Photographed
By Brigitte Lacombe at Mam’s Siem Reap Center, in Cambodia, on December 6, 2011.
The Story
In
a flower-filled compound half an hour from Cambodia’s Angkor Wat,
several dozen women and girls are gathered around Susan Sarandon and
Somaly Mam, telling their tearful stories. One woman was raped, then
sold to a brothel, where she toiled for 12 years until she was freed in a
raid orchestrated by Mam. “Do you know you are safe now?” Sarandon
asks, stroking the woman’s hair. This is one of three rehab centers
established by Mam, a former sex slave herself, who moved to France but
returned to Cambodia to help other girls facing the hardship she
endured. The girls learn to read and to make dresses—skills they can use
after high school. Sarandon is here to see the projects and film
fund-raising pitches for the Somaly Mam Foundation. After the impromptu
therapy session, Mam gives a raucous pep talk interspersed with teasing.

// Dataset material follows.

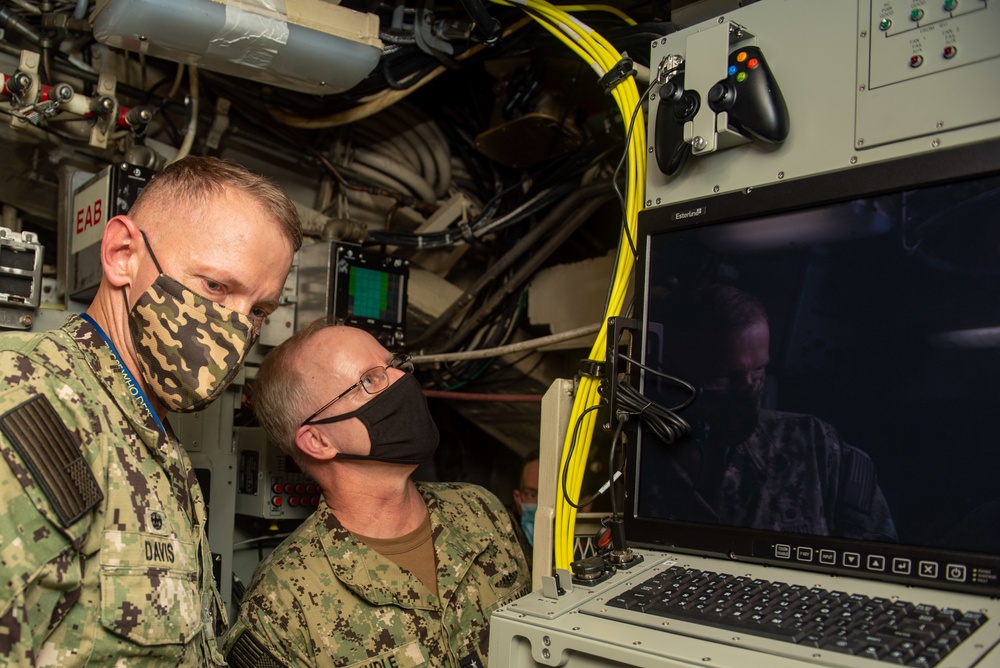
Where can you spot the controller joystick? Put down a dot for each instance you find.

“What do we say?” she asks. “Persevere!” the girls shout. “We are
laughing and crying together all the time,” says Mam. “But my girls are
learning to be strong.”
Sex trafficking is a global scourge,
but in Cambodia, one of Asia’s poorest countries, crippled by years of
brutality at the hands of the Khmer Rouge, families sometimes see no
choice but to sell their daughters (Mam was sold to a brothel when she
was 12). Until recently, the government ignored the problem, but Mam
has persuaded officials to campaign against trafficking.
Sarandon is a fund-raising powerhouse (she also supports Heifer
International), landing a donation for a new dorm for the girls. “I have
always been involved in causes, but when I became famous, there were
suddenly 20 microphones in my face,” she says. “I realized there was
power in that.”
Mam’s Big Trip
“My
first trip to France in 1993—it opened my eyes to the possibility of a
new reality. When I returned to Cambodia, I began to take action in
fixing the wrongs I had seen all my life.”
Give
Donate at somaly.org.
Susan
Sarandon is a big supporter of Heifer International, which fights
poverty around the world. In central Cambodia, she participated in a
Passing on the Gift ceremony, in which a family gives offspring of
animals they received from Heifer to another family.